Granit Xhaka had a goal disallowed, quite rightly given that he was a metre offside, while Haris Seferovic and Xherdan Shaqiri both tested Hugo Lloris in quick succession on the half hour, and were both denied. And that was as good as it got for Hitzfeld.
Shortly afterwards, Johan Djourou needlessly felled Benzema and gave away a penalty.
The Real Madrid striker brushed himself down and picked up the ball, but saw his spot-kick saved. The ball rebounded to Yohan Cabaye, but he somehow managed to smash the ball against the woodwork as Benaglio tried to get his bearings.
Four years ago, a stroke of luck like that might have demoralised this team. The players might have turned on one another, taking out their frustrations in a most public and self-destructive way.
Not this year.
Eight minutes later, as another Swiss set-piece collapsed, France broke like the wind, Giroud found Mathieu Valbuena and the tiny midfielder slipped the ball home.
Three goals up at the break, France were home and hosed.
They weren't finished there.
Midway through the second half, substitute Paul Pogba unleashed a ridiculously ambitious, outside-of-the-boot through-ball that evaded Philippe Senderos' outstretched leg and was smashed home by Benzema.

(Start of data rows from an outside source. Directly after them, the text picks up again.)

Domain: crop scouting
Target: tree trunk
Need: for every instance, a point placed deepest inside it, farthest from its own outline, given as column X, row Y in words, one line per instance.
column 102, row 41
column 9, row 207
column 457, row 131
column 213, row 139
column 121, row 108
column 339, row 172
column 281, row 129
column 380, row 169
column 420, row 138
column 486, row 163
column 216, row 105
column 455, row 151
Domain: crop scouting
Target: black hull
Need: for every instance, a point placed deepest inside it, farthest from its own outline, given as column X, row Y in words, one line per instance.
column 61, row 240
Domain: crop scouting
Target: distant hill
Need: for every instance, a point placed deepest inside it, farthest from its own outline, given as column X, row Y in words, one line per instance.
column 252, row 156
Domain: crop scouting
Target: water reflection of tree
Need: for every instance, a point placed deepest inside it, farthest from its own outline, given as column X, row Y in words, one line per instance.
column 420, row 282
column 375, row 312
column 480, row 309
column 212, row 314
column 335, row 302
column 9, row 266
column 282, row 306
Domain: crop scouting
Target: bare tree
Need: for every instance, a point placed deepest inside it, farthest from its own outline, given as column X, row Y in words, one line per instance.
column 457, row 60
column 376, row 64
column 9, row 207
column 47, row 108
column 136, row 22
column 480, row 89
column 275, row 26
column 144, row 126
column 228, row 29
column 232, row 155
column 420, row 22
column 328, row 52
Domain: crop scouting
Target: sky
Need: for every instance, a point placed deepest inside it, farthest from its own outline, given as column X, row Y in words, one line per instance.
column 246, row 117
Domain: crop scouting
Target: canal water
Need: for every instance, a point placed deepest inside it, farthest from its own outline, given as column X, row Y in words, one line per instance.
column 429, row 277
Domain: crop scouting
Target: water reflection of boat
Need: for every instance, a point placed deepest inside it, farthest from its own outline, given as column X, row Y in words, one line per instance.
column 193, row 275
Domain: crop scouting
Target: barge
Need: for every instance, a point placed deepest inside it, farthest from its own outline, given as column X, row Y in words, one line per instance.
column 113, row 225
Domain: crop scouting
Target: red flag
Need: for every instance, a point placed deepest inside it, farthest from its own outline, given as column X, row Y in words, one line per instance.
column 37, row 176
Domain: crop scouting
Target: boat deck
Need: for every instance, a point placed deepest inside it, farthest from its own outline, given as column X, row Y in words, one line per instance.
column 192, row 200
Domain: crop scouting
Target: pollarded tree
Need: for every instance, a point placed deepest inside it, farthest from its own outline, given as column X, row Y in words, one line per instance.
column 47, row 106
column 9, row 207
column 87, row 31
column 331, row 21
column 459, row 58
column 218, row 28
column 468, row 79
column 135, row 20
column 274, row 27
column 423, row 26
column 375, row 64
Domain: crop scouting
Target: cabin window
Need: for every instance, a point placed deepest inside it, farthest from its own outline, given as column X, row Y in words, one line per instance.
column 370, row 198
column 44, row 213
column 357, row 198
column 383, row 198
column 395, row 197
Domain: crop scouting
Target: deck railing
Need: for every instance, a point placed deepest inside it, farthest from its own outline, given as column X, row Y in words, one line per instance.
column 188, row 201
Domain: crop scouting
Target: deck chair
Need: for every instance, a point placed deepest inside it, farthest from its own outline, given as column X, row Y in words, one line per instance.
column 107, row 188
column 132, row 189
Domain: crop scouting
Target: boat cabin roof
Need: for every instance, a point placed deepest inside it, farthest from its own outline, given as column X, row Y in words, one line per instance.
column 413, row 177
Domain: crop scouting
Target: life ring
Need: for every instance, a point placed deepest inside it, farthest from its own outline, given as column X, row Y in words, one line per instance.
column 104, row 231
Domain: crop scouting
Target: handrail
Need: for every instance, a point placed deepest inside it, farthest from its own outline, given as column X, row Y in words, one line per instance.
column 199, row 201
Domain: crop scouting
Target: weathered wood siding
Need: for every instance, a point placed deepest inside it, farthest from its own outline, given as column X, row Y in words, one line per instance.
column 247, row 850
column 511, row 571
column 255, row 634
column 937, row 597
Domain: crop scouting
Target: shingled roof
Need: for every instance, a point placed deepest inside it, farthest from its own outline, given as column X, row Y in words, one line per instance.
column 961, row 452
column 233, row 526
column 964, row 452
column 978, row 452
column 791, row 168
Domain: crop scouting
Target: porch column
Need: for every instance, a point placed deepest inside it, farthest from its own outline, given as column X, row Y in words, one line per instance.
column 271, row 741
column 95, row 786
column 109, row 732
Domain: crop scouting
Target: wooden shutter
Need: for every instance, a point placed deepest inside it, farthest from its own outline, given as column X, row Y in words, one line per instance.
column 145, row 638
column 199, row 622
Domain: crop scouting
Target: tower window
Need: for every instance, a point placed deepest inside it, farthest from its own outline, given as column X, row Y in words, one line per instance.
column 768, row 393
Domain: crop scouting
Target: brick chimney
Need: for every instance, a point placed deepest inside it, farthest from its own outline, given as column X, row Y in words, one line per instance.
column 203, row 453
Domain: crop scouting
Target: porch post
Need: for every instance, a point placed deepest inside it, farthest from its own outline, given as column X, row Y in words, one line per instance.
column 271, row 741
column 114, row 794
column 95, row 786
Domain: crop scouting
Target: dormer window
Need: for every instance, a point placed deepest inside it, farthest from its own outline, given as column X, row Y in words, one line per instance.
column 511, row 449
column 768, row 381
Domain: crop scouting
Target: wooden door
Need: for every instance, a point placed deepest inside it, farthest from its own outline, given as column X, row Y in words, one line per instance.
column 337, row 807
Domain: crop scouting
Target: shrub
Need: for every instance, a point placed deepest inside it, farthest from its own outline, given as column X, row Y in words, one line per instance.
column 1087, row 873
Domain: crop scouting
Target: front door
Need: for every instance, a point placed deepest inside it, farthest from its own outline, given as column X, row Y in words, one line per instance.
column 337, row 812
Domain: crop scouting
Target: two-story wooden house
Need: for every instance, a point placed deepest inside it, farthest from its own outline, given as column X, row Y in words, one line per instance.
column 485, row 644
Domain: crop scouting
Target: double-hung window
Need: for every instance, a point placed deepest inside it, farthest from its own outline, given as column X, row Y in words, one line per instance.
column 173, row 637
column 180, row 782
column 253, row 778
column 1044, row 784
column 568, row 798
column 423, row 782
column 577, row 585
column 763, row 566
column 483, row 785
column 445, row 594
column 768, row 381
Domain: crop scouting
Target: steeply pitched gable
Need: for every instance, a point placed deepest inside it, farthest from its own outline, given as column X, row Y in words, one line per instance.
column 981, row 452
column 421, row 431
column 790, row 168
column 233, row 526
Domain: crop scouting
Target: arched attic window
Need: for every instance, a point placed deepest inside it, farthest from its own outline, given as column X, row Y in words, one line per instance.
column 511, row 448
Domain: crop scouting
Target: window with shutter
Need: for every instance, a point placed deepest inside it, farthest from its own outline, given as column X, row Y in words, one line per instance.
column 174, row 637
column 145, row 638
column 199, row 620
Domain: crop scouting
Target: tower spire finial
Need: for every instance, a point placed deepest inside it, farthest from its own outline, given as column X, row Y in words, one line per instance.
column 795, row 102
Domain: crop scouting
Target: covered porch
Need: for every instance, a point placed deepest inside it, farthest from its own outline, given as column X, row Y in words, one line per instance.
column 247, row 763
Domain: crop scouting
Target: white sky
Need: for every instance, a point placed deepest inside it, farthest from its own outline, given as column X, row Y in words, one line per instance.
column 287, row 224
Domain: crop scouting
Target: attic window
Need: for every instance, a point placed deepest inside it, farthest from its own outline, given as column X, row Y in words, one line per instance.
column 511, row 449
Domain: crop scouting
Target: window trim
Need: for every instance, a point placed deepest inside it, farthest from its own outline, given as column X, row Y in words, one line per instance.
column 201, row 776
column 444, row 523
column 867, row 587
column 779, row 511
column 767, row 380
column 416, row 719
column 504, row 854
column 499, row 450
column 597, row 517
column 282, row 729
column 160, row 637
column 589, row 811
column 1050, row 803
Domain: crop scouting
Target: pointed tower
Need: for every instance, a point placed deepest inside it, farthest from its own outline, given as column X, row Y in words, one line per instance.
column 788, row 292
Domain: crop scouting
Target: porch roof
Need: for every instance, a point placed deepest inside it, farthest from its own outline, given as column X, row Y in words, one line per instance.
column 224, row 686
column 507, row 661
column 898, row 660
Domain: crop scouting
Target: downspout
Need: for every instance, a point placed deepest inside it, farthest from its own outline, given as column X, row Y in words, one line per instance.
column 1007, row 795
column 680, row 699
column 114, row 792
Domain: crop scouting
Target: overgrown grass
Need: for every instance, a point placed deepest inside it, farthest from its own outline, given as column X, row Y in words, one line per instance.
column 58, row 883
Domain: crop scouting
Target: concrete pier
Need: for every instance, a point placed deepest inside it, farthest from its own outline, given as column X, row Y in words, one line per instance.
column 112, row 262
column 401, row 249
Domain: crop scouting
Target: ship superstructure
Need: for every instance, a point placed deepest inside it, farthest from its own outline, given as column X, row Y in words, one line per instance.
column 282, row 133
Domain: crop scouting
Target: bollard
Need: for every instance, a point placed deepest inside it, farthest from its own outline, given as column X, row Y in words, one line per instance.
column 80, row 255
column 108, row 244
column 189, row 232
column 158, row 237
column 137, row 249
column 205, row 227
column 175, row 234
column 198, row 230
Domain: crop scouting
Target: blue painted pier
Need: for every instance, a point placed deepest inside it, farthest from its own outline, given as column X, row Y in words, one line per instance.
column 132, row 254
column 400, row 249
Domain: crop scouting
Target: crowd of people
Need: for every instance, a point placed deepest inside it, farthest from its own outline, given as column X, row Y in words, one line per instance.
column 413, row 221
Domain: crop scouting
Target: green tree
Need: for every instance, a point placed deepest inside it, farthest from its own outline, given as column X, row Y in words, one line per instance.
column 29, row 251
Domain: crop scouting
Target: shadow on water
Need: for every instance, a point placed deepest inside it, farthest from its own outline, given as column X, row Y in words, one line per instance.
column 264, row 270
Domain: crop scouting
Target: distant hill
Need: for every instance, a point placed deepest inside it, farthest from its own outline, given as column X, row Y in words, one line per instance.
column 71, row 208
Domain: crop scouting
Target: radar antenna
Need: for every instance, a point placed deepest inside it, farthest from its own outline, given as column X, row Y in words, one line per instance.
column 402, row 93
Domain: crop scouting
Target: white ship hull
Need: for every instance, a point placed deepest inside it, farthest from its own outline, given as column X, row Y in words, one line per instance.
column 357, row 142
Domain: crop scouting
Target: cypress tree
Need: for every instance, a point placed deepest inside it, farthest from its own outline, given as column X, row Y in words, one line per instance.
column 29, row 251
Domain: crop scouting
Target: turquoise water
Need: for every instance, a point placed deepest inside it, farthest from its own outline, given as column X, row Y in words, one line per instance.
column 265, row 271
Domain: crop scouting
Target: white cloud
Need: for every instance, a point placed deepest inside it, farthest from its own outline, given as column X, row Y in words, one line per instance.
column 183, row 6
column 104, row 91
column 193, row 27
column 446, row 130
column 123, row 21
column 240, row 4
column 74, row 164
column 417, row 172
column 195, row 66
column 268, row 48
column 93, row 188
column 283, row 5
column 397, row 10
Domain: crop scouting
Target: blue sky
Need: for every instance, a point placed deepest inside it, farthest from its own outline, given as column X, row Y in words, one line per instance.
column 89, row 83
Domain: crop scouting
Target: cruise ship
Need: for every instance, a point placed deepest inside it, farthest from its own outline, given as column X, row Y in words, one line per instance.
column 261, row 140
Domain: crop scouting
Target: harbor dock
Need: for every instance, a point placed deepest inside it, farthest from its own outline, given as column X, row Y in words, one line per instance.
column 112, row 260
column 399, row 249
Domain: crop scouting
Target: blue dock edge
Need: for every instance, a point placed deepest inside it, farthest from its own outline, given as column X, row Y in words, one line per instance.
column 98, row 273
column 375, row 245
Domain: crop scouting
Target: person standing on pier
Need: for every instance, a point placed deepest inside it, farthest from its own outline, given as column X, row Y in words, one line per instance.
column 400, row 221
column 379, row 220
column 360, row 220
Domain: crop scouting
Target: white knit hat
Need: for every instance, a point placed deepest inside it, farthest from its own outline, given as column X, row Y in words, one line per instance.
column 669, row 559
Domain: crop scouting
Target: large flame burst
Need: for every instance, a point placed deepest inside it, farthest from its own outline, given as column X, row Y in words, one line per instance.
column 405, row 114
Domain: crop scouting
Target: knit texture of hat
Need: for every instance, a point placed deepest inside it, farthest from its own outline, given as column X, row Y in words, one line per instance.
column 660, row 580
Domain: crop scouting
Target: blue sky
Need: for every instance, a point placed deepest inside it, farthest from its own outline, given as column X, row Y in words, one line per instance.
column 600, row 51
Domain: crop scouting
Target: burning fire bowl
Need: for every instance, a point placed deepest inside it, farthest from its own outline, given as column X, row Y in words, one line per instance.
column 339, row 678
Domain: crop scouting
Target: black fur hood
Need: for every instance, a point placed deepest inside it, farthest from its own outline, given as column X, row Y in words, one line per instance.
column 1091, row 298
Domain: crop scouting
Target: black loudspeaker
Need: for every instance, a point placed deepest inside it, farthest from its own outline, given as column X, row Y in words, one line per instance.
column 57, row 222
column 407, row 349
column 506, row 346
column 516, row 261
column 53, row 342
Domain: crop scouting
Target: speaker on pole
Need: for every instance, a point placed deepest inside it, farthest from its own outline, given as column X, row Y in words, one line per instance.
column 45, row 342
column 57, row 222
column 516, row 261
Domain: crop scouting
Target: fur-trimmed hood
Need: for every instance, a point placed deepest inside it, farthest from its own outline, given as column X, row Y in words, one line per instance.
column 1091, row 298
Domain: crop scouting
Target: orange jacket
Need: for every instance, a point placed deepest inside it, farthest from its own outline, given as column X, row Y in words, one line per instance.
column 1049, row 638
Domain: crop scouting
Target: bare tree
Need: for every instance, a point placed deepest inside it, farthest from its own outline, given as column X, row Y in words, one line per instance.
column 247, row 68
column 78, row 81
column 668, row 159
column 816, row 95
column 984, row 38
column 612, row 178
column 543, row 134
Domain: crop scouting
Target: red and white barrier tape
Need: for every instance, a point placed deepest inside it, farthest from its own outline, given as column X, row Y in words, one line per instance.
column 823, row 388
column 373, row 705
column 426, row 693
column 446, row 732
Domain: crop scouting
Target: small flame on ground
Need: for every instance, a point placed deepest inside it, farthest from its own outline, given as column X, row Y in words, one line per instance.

A wonderful team goal, finished by Moussa Sissoko after another fine assist from Benzema, swiftly followed.
Switzerland were at least able to take the sting out of the goal difference with two late goals.
A long-range free-kick from Blerim Dzemali slipped underneath the wall and past Lloris, while Xhaka executed a perfect volley from a Gokhan Inler dinked pass.
A five-goal deficit could have caused the Swiss problems, both in terms of progression and morale.
France might have added another through Benzema, had the referee not blown for full time as he connected with the ball, but that matters not.
Four years ago, the French were one of the worst teams in South Africa.
Now, they look like contenders.
Deschamps has effected quite the turnaround.